Politik
08.07.2007: Ich bin enttäuscht.
Ein Blick ins Gesetz erleichtert die Rechtsfindung, sagt man. Und in diesem Fall endet der Blick ins Grundgesetz in einer herben Enttäuschung.
Absatz 2 des Artikels 2 des Grundgesetzes sagt:
Jeder hat das Recht auf Leben und körperliche Unversehrtheit. Die Freiheit der Person ist unverletzlich. In diese Rechte darf nur auf Grund eines Gesetzes eingegriffen werden.
Im Klartext: In das Recht auf Leben darf aufgrund eines Gesetzes eingegriffen werden. Ich dachte bisher, die Vorstöße des Wolfgang Schäuble seien klar und eindeutig außerhalb der freiheitlich-demokratischen Grundordnung.
Offenbar ist das nicht der Fall. Wir sind schon viel weiter, als ich dachte.
Zwar sagt Artikel 102, daß die Todesstrafe abgeschafft sei. Aber Strafen gibt es ja auch nur für verurteilte Straftäter und nicht für Terrorverdächtige.
07.06.2007: In der freiheitlichen Demokratie des Grundgesetzes haben Grundrechte einen hohen Rang. Der hoheitliche Eingriff in ein Grundrecht bedarf der Rechtfertigung, nicht aber benötigt die Ausübung des Grundrechts eine Rechtfertigung.
Gut erkannt, Bundesverfassungsgericht. Nur leider die falschen Schlüsse gezogen.
Der Titel dieses Beitrags ist wörtlich der oben verlinkten Entscheidung des Bundesverfassungsgerichts entnommen. Etwas so Weises über unser Rechtssystem bzw. den Zustand, den es haben sollte, habe ich schon lange nicht mehr gelesen.
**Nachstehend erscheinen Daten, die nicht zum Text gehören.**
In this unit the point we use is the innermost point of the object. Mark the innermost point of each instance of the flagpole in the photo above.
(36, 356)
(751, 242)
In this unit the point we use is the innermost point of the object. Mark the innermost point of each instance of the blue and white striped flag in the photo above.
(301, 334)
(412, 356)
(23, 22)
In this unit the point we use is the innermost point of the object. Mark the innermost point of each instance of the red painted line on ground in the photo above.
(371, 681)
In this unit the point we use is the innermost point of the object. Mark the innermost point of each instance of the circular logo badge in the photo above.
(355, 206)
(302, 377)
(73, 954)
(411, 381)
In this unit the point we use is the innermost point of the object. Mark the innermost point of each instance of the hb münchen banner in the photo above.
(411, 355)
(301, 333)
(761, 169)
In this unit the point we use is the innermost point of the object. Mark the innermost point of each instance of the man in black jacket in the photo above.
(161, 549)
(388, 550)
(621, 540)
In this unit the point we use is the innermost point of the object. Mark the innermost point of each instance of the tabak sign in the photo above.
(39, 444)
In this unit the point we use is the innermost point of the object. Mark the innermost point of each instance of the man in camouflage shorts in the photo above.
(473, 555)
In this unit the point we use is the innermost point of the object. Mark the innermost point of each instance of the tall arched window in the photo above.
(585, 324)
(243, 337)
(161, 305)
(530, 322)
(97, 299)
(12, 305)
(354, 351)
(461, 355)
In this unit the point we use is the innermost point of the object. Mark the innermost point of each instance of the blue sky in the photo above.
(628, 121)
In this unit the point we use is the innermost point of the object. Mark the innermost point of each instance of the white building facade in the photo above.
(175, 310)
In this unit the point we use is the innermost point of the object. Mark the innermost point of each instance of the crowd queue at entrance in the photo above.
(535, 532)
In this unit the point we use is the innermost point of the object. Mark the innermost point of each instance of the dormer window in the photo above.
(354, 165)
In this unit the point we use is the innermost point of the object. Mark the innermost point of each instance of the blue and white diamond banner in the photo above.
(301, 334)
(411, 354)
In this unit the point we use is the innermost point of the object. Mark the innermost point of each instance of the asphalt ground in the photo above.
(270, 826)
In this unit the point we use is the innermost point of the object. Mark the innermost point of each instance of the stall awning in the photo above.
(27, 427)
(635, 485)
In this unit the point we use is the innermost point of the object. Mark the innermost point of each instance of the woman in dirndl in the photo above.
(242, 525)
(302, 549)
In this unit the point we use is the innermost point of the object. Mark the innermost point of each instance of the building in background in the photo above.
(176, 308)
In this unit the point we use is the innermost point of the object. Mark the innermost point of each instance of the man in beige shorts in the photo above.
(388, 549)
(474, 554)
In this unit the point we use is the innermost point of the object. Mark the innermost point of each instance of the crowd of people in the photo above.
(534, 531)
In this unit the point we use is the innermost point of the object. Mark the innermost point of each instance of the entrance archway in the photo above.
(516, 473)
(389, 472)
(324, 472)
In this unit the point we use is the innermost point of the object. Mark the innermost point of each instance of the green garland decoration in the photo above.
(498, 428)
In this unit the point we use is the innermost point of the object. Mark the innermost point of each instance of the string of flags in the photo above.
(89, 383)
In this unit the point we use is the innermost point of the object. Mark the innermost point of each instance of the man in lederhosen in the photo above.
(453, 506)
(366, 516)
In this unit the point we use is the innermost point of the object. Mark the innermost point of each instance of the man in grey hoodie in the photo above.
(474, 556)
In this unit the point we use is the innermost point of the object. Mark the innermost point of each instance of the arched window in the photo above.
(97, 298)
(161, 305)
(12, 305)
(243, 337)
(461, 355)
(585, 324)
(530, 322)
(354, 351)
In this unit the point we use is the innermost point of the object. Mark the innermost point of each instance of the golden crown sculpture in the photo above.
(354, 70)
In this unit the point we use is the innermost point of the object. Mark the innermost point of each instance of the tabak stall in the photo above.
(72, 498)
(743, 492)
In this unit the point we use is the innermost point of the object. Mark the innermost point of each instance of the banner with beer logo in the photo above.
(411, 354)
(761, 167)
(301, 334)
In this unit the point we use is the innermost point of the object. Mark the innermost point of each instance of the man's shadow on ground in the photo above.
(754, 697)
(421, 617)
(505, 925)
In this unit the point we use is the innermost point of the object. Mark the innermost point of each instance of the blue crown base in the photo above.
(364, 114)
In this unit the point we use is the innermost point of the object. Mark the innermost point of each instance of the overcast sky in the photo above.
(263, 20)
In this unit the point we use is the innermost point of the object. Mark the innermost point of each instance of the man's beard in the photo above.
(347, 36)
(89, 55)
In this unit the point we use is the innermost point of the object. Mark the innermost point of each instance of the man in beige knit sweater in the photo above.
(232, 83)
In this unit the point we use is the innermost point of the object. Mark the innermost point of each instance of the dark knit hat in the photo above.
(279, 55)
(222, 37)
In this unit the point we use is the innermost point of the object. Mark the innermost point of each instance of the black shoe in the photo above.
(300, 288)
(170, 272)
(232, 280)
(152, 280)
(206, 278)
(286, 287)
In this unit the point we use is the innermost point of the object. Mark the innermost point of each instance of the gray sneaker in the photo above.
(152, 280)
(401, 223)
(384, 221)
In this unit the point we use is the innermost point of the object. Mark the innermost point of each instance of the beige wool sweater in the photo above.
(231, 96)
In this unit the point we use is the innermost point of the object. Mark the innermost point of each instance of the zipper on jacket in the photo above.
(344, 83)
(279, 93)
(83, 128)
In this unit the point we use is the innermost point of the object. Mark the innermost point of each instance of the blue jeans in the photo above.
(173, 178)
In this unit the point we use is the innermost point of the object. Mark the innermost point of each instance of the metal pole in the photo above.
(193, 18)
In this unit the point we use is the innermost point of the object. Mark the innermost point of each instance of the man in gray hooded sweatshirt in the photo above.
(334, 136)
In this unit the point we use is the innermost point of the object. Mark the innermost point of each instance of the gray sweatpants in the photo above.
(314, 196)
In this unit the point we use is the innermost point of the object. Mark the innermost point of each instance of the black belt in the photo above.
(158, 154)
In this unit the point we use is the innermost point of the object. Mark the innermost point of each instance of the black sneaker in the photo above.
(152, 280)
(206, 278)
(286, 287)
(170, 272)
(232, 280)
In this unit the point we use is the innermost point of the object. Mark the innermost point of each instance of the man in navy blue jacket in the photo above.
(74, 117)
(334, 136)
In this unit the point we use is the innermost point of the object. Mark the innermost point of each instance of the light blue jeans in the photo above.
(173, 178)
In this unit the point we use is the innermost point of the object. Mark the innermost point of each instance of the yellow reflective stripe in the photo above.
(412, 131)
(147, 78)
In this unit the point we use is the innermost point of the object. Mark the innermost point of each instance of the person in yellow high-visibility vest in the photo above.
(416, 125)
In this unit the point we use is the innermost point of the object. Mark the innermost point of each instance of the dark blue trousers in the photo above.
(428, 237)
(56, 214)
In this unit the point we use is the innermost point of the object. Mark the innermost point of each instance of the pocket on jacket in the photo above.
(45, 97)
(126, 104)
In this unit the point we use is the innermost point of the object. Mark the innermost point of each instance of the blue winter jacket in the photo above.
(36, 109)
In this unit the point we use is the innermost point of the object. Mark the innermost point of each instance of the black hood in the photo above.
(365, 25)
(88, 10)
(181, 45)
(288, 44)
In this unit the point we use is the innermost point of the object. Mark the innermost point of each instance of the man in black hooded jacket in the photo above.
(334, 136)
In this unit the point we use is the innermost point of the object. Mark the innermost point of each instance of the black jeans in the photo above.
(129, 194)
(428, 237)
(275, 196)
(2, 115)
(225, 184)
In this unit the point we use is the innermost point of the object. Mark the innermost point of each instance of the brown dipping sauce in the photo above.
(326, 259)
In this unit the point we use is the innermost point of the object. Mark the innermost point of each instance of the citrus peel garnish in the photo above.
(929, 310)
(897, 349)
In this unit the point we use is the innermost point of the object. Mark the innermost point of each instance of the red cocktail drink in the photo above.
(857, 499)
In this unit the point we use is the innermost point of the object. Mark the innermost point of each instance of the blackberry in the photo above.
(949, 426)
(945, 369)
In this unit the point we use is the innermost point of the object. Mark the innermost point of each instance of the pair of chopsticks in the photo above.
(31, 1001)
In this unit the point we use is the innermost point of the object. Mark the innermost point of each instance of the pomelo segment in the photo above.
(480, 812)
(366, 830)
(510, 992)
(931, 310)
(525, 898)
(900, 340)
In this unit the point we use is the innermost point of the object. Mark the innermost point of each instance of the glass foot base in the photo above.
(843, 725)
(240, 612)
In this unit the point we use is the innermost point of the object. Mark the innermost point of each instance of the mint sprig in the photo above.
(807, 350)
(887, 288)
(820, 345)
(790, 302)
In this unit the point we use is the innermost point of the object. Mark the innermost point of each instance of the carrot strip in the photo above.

Umso unverständlicher, daß daraus nicht der naheliegende Schluß gezogen wurde, daß die Demonstranten bis an die Grundstücksgrenze des Tagungsortes des G8-Gipfels vorzulassen sind – öffentliche Wege für Demonstrationen zu sperren kommt natürlich nicht in Betracht.
Statt dessen wurden die Ereignisse von Rostock der vergangenen Tage hergenommen, um die demokratiefreie Zone Heiligendamm zumindest in wesentlichen Teilen zu bestätigen. Es war zu erheblichen Ausschreitungen gekommen, weil eine erhebliche Anzahl von in – nach Augenzeugen zufolge brandneuen – Autonomenuniformen gekleideten Menschen in Rostock Randale gemacht haben. Es wurden zwar ein paar Fragen gestellt, wie eine solche Anzahl von gewaltbereiten Personen die Vorabkontrollen der Polizei unterlaufen konnten, aber die logische Schlußfolgerung mochte irgendwie niemand ziehen. Ebenso unbeantwortet blieb die Frage, wie es kommt, daß die Gewalttäter dermaßen organisiert vorgehen konnten. Das ist für die chronisch chaotische extreme Linke auch nicht wirklich typisch. Von den neuen Kutten ganz abgesehen.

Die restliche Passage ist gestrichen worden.